RP: It’s a hard thing to wrap your head around, what exactly gives his sexual images such a sense of coldness. I think, in part, it’s because he liked to use models that had a kind of coldness to them. And when you pose those models on brushed silver floors, there is a surgical quality. His pictures are also sort of voyeuristic, and that, plus the models—it adds up to this quality of unattainability, which is what takes the sexuality out of a porn context and makes it right for fashion.

MP: He was painting a picture. And the model was an object within the picture.

 

Most of the overtly sexual images in this book are outtakes from shoots, like the nudes of Gia Carangi behind the chain-link fence. Was that a typical practice for Von Wangenheim? He’d wrap the stylist, send back the clothes, and get the models to strip off and keep shooting?

RP: Pretty much. Those Gia images, they were shot after they’d wrapped a shoot with her in streetwear, like, a bomber and a pair of jeans. But I think what he liked about working with someone like Gia was, it wasn’t hard to get her to do the crazy stuff. She was actually living in a subversive way—she hung out at CBGB’s, she dated girls—and that’s what he wanted to capture, in the most immediate way possible. It’s like, Gia naked behind a chain-link fence, making out with a woman—that’s probably not far from the truth of what she’d have been doing that night, anyway.

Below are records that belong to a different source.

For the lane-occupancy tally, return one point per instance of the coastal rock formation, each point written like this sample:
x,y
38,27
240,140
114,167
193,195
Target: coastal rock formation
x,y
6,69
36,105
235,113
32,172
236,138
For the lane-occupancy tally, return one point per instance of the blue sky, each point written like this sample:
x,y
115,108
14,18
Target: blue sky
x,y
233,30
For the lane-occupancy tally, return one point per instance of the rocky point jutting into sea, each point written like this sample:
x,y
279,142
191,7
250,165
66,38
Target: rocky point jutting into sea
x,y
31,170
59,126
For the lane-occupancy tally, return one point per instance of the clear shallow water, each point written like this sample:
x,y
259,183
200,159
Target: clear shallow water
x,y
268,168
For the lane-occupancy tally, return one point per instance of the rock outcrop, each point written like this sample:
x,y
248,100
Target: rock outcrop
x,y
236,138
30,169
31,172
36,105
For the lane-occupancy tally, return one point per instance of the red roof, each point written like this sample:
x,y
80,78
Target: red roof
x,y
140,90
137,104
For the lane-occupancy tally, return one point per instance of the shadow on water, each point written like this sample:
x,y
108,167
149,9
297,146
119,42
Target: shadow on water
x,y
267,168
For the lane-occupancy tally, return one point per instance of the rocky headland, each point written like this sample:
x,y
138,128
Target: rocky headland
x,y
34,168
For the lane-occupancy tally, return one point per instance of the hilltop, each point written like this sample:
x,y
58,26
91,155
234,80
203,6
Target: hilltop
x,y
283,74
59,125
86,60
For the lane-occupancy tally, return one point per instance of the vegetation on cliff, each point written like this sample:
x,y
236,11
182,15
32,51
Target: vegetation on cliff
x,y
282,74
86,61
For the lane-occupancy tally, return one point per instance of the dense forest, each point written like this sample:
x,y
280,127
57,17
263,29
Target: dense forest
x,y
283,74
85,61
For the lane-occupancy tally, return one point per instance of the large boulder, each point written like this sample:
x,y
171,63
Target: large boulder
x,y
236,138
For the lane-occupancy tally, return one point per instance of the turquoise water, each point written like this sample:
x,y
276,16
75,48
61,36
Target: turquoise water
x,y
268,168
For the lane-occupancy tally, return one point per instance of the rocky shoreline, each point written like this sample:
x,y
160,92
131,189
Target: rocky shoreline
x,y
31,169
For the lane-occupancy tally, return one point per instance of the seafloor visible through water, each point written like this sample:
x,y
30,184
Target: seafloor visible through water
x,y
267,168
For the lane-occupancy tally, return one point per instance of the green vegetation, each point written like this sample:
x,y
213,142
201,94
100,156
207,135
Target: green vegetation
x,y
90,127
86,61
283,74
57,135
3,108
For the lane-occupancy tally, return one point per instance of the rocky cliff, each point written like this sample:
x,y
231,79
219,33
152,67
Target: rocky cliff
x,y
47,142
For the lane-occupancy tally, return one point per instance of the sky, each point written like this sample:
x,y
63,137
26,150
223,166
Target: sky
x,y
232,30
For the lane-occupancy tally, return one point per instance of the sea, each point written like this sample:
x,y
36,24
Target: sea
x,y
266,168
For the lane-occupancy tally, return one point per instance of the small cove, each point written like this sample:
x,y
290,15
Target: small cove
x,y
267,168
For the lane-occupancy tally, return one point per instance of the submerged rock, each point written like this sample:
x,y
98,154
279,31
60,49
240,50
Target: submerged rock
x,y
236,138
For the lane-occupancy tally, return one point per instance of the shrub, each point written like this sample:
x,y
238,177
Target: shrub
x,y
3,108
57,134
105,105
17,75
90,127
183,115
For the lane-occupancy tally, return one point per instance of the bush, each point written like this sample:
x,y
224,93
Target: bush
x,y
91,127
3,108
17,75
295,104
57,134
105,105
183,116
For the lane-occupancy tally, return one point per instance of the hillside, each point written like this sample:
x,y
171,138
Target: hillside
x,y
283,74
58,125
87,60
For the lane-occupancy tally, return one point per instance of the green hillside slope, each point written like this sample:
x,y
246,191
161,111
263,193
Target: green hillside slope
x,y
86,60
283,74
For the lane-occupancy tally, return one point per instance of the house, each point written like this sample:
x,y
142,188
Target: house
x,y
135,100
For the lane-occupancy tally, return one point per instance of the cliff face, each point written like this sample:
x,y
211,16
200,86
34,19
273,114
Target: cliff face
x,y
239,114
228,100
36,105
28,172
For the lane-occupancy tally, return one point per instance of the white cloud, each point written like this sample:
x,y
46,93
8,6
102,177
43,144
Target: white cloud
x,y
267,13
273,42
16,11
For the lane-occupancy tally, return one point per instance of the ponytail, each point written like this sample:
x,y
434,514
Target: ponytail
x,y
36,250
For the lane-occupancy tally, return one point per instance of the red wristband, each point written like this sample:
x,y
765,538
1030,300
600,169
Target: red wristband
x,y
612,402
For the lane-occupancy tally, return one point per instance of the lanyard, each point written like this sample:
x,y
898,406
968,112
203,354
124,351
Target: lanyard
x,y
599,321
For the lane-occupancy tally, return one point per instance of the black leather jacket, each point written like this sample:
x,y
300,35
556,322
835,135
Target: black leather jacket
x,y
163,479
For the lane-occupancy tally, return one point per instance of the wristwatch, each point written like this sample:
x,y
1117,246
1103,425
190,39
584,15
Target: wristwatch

Speaking of nudity. . . . For a fashion photographer, Chris von Wangenheim

did not seem to be overly concerned with, you know, clothes. Or selling them.
RP: It’s true that he wasn’t so interested in clothes. I mean, he got sent to Europe once to shoot the couture collections, and the photos he came back with are of two women naked on a bed together, with dresses hung up behind them. But he understood that what he was selling wasn’t the clothes—it wasn’t, “Oh, look at that great coat, I’d like to own that.” He was selling an allure. He was very, very good at creating these situations that seemed strange and somehow out of reach but that you’d like to be a part of.

 

Did you get the impression that the models liked working with him?
RP: Well, he was married to one of them. And all the models we spoke to, like Christie Brinkley, for example, they all said, yes, he’d put us in these awkward positions, but he

really loved women. And he’d work with the same models again and again.

That dark mood in fashion photography that Von Wangenheim helped to establish was on the wane when he passed away. How do you think he’d have reacted to the sunnier tone of the eighties? Would he have changed course? Or was the darkness baked-in with him?

MP: My guess is he would have found a way to adapt. I mean, he was a great observer of that dark world around him, in the seventies, but no one we spoke to described him as a dark person. They all said he was a workaholic. He’d hang out at places like Max’s Kansas City or with the Warhol crew, but he didn’t party. He was just taking it in.

RP: We came across an interview with Chris, from shortly before his death, where he said, “I’m moving in a different direction. I’m not doing images like this anymore.” Who knows why he said that—he’d just become a father, maybe that had something to do with it?—but it seems like he was ready to move on. And he would have had to, because the seventies, you know, they just ended.

MP: The AIDS epidemic, Reagan—

RP: Studio 54 shut down . . . It was like, okay, done. It would have been interesting to see how he’d bring his aesthetic to what was going on around him in the eighties, which just felt so, so different. And I’d really love to have seen what he would have made of our celebrity culture today. I’m sure he would have had something very interesting to say.